For a couple of weeks, I’ve been thinking of ways I could honor Brad on the day everyone else is enjoying fireworks. I still don’t know what is the right way to do that. What I do know, is that I’ve learned a lot over the last 18 months. I’ve learned a lot about others and even more about myself. And, if I can do nothing else, I can share some of what I’ve learned in an attempt to continue to seek meaning and purpose from these experiences because our time is short. Sometimes too short.
Lessons I’ve learned in the past year.
- Never wonder how it could get any worse. It can. (See #4).
- It’s OK to ask for help when you really need it. In fact, people really want to know how they can help.
- Being a “step” mom doesn’t make it hurt any less.
- People will sometimes say the dumbest things but they almost always mean well.
- Never take for granted that you know someone. You often don’t know the most important things until they are gone.
- Saying, “I don’t know what to say,” is better than not saying anything.
- It’s OK to be vulnerable.
- Sometimes, the best thing you can do for yourself is to just breathe. The moment will pass. It might take a month and it might come back, but it will pass.
- No one’s experience is quite like yours. Don’t assume they are the same or that one is any better or worse than the other.
- When you have a purpose, it makes things easier. Sometimes you won’t know what that purpose is until you’ve unwrapped the ugly paper.
- The world goes on, with or without you.
- It’s OK to laugh and it’s OK to cry and you don’t have to say you are sorry.
- Life is easier when you are with loved ones.
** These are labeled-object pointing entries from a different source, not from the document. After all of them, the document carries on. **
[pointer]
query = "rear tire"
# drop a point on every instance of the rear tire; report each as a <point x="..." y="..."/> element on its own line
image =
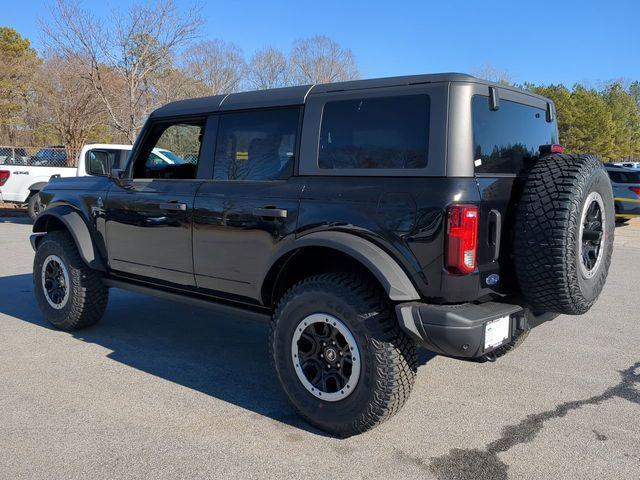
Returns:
<point x="386" y="356"/>
<point x="564" y="233"/>
<point x="69" y="294"/>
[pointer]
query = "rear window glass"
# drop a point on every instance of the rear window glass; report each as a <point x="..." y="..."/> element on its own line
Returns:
<point x="503" y="140"/>
<point x="624" y="177"/>
<point x="375" y="133"/>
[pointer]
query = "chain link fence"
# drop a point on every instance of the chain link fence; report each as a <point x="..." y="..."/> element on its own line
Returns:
<point x="56" y="156"/>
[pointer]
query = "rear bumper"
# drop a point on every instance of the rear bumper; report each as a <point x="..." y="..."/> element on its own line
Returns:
<point x="459" y="330"/>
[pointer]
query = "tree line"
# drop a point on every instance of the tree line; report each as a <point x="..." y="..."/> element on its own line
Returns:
<point x="97" y="79"/>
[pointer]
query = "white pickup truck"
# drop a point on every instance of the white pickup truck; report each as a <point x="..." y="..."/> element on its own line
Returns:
<point x="21" y="182"/>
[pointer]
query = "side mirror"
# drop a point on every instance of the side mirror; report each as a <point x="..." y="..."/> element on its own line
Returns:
<point x="98" y="163"/>
<point x="116" y="173"/>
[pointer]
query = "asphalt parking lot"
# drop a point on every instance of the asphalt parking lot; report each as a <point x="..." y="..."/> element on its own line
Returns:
<point x="160" y="390"/>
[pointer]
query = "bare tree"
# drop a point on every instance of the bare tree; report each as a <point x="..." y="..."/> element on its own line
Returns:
<point x="321" y="60"/>
<point x="492" y="74"/>
<point x="137" y="42"/>
<point x="217" y="65"/>
<point x="171" y="84"/>
<point x="67" y="103"/>
<point x="268" y="68"/>
<point x="18" y="64"/>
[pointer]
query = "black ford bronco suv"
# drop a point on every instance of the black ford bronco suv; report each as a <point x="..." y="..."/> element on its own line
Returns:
<point x="361" y="219"/>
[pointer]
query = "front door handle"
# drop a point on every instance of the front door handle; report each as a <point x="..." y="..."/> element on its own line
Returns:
<point x="270" y="212"/>
<point x="176" y="206"/>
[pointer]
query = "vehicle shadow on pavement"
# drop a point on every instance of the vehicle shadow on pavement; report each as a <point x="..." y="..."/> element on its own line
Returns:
<point x="225" y="357"/>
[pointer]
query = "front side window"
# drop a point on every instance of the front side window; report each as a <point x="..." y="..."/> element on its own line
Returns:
<point x="172" y="151"/>
<point x="101" y="161"/>
<point x="503" y="140"/>
<point x="256" y="145"/>
<point x="375" y="133"/>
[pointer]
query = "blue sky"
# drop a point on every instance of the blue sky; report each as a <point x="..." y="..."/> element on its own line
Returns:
<point x="542" y="42"/>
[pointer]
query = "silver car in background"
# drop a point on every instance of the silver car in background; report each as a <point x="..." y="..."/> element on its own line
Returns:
<point x="626" y="191"/>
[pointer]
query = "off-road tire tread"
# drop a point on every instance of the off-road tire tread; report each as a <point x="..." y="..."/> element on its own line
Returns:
<point x="395" y="353"/>
<point x="548" y="222"/>
<point x="89" y="295"/>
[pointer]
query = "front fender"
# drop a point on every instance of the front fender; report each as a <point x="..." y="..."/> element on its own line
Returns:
<point x="389" y="273"/>
<point x="77" y="227"/>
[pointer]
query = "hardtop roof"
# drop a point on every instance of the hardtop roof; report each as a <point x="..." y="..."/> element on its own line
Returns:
<point x="290" y="96"/>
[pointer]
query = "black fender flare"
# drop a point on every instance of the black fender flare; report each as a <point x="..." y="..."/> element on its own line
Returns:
<point x="36" y="187"/>
<point x="78" y="229"/>
<point x="389" y="273"/>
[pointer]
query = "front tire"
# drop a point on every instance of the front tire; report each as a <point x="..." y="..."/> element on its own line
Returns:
<point x="359" y="367"/>
<point x="69" y="294"/>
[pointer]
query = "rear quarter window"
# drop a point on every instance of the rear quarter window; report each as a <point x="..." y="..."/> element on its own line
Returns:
<point x="375" y="133"/>
<point x="503" y="140"/>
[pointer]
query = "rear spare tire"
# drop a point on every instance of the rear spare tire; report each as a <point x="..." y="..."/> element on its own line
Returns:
<point x="564" y="233"/>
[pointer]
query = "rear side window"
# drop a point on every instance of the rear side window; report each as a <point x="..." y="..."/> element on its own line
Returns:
<point x="624" y="177"/>
<point x="257" y="145"/>
<point x="503" y="140"/>
<point x="375" y="133"/>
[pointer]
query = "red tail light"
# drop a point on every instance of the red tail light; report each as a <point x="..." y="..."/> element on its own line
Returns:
<point x="4" y="176"/>
<point x="462" y="238"/>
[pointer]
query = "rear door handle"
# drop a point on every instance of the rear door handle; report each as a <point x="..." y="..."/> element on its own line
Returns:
<point x="270" y="212"/>
<point x="175" y="206"/>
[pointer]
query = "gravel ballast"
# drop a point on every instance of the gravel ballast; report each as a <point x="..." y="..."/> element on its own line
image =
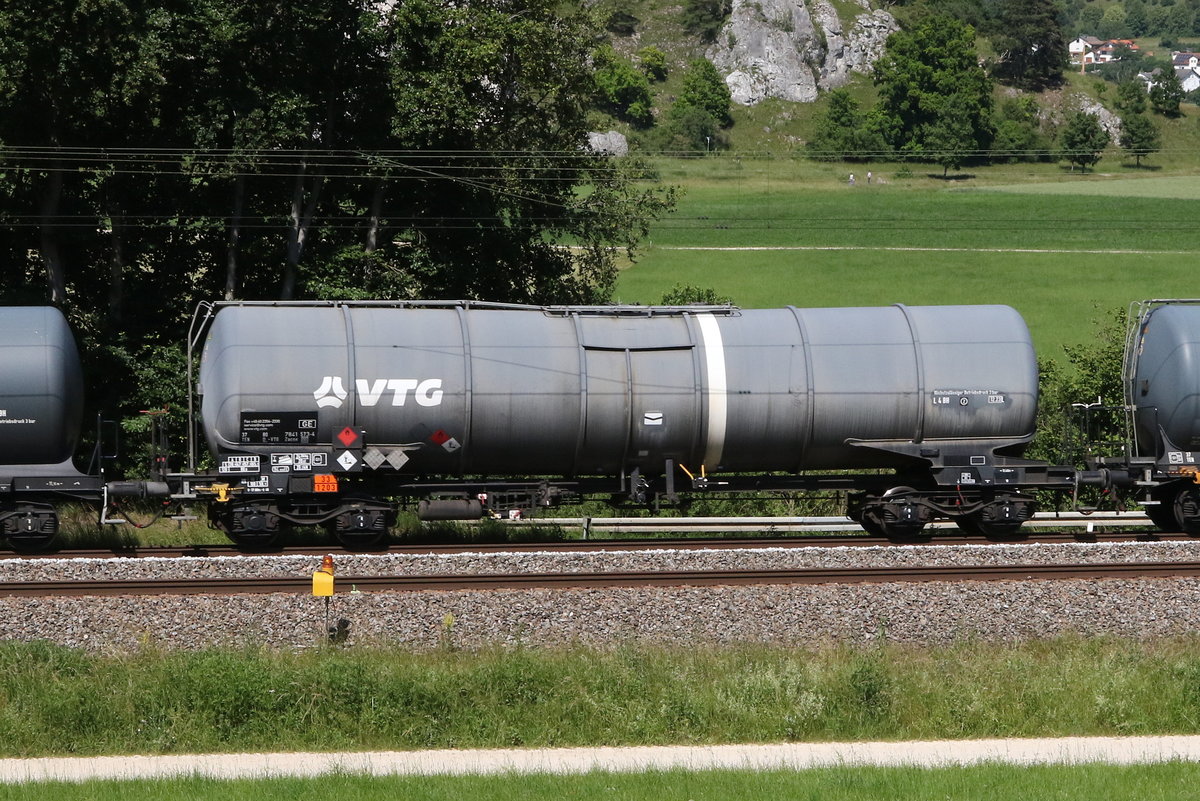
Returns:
<point x="801" y="615"/>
- I have some amazing gifts to give.
- You can’t just CHOOSE to be OK, you have to let yourself feel what you feel.
- I’m going to be OK.
I’m sad. I will continue to be. But I’m OK. I only sometimes break down in tears and the most random of moments any more. Usually, it’s when I’m sharing my story and hoping it helps someone else. I know that it isn’t any good to hope that no one ever has to go through the pain we have experienced. Instead, I will hope that I can be there for them when they need me and that I can help others to be there for their loved ones when they are most needed. I hope that I can help people to never risk regret. That kind of regret that says “I coulda, I shoulda, I woulda if only there had been more time.” There’s never enough time. All we can do is make the most of the time we have right now.
So here’s my biggest lesson I learned from the worst year of my life.
It would truly be an honor if you would consider sharing this post with someone.
Maybe my experience can be helpful to them.
*Bonus Son – I’ve never liked the term step son so I have always called my husband’s son my bonus. However, I no longer call him my bonus son. He was my son in every sense of the word except that I did not give birth to him.